SIRR_DATA_DIR: /data
restart: unless-stopped
volumes:
sirrd-data:
Start the stack:
Start with Compose
export SIRR_MASTER_KEY="$(openssl rand -hex 32)"
docker compose up -d
Binary download
Download pre-built binaries from GitHub Releases for your platform. sirrd is the server daemon; sirr is the CLI client.
Platform matrix (sirrd server)
| Platform | Archive |
|---|---|
| Linux (x86_64) | sirrd-linux-amd64.tar.gz |
| Linux (ARM64) | sirrd-linux-arm64.tar.gz |
| macOS (x86_64) | sirrd-macos-amd64.tar.gz |
| macOS (ARM64 / Apple Silicon) | sirrd-macos-arm64.tar.gz |
| Windows (x86_64) | sirrd-windows-amd64.zip |
Download and install (Linux example)
# Download sirrd (server)
curl -fsSL https://github.com/SirrVault/sirr/releases/latest/download/sirrd-linux-amd64.tar.gz \
| tar -xz -C /usr/local/bin
# Download sirr (CLI)
curl -fsSL https://github.com/SirrVault/sirr/releases/latest/download/sirr-linux-amd64.tar.gz \
| tar -xz -C /usr/local/bin
# Start the server
export SIRR_MASTER_KEY="$(openssl rand -hex 32)"
sirrd serve
Homebrew
Install Sirr via Homebrew on macOS or Linux:
Homebrew
brew tap sirrvault/tap
brew install sirrvault/tap/sirrd # server daemon
brew install sirrvault/tap/sirr # CLI client
Then start the server:
Start after Homebrew install
export SIRR_MASTER_KEY="$(openssl rand -hex 32)"
sirrd serve
Cargo
If you have the Rust toolchain installed, you can build sirrd from source:
Install via Cargo
cargo install sirrd
This compiles the binary from crates.io and places it in your Cargo bin directory. Requires a working Rust toolchain (stable channel).
Start after Cargo install
export SIRR_MASTER_KEY="$(openssl rand -hex 32)"
sirrd serve
Dockerfile walkthrough
The official Sirr Docker image uses a multi-stage build to produce the smallest possible image. Here is what the Dockerfile does:
Dockerfile (simplified)
# Stage 1: Build a fully static binary with musl
FROM rust:latest AS builder
RUN rustup target add x86_64-unknown-linux-musl
WORKDIR /build
COPY . .
RUN cargo build --release --target x86_64-unknown-linux-musl
# Stage 2: Scratch image — no OS, no shell
FROM scratch
COPY --from=builder /build/target/x86_64-unknown-linux-musl/release/sirr /sirr
VOLUME ["/data"]
EXPOSE 39999
ENTRYPOINT ["/sirr", "serve"]
Why FROM scratch?
- No shell means no shell injection attacks.

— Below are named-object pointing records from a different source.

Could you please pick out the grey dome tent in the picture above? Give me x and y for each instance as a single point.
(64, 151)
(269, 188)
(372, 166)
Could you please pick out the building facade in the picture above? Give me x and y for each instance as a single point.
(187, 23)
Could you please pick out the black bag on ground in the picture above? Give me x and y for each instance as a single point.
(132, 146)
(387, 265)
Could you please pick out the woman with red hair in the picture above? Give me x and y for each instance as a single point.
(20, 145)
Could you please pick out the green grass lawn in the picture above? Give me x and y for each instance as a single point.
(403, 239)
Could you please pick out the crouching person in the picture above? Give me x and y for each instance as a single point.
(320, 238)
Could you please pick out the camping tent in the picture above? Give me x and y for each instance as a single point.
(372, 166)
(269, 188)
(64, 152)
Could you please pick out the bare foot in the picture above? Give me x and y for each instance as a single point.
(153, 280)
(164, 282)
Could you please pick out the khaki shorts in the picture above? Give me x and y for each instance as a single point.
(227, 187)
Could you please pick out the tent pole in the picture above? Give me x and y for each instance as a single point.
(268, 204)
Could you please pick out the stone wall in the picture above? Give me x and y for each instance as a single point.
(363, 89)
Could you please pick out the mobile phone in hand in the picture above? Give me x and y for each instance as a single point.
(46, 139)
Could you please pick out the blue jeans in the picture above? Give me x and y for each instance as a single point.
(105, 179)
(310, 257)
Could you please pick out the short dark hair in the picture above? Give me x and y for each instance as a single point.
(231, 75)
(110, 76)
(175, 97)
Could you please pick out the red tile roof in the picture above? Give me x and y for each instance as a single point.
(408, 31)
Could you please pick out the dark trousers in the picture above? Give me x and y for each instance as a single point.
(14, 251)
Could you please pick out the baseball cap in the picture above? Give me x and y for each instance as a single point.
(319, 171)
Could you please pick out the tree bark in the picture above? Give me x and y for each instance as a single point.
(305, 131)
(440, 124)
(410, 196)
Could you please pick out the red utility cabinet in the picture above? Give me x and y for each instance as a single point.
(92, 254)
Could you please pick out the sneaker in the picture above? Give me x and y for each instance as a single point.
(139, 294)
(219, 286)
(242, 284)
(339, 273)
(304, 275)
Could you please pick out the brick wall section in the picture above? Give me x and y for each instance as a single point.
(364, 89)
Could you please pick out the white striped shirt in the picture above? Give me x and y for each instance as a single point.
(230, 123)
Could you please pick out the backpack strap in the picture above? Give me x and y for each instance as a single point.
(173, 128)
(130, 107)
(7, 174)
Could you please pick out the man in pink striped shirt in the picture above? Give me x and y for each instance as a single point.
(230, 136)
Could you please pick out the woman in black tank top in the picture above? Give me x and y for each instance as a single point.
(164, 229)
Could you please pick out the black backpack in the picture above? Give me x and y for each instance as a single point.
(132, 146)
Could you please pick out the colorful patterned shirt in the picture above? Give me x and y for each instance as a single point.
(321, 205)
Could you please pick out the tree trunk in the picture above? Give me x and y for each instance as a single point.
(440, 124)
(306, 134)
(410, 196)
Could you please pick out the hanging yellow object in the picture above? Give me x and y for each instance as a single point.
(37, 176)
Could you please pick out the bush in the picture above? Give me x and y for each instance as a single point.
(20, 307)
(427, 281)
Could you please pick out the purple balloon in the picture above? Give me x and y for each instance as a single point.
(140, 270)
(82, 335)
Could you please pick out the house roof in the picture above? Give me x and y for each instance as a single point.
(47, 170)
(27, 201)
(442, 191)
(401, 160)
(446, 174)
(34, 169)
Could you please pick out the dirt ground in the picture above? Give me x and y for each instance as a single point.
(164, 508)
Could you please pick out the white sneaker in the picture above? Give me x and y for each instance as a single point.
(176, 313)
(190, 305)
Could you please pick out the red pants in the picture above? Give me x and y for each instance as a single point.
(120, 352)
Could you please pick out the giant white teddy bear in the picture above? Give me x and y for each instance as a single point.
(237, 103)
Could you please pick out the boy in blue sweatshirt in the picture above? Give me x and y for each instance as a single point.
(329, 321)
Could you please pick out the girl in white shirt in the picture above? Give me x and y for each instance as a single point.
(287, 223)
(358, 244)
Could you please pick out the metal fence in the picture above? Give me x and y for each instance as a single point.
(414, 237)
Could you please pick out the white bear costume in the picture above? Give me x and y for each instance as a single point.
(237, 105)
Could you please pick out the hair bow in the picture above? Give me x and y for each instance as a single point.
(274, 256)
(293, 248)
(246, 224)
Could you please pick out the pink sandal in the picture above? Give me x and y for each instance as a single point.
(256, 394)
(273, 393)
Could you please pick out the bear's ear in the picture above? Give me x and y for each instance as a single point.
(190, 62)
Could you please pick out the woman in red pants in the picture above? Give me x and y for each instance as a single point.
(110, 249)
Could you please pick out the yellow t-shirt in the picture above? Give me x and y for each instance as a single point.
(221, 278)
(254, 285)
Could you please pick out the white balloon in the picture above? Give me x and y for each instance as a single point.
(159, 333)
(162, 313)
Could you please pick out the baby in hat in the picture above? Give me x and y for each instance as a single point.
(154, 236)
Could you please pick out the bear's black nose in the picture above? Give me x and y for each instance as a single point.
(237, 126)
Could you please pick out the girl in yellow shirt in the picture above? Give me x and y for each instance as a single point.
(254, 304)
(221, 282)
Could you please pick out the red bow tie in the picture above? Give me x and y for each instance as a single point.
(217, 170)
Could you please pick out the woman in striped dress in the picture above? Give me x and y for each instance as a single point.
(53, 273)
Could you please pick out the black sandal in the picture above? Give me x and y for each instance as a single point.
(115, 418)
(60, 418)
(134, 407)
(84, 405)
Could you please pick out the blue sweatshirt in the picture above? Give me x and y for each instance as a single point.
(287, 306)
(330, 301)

- No OS packages means no CVEs from base image dependencies.
- Tiny image size — the final image is just the static binary (typically under 15 MB).
- Single process — the container runs exactly one process with no init system.
The /data volume is where Sirr stores sirr.db (the redb database) and sirr.salt (the Argon2id salt). Both files are required together for decryption — back them up as a pair.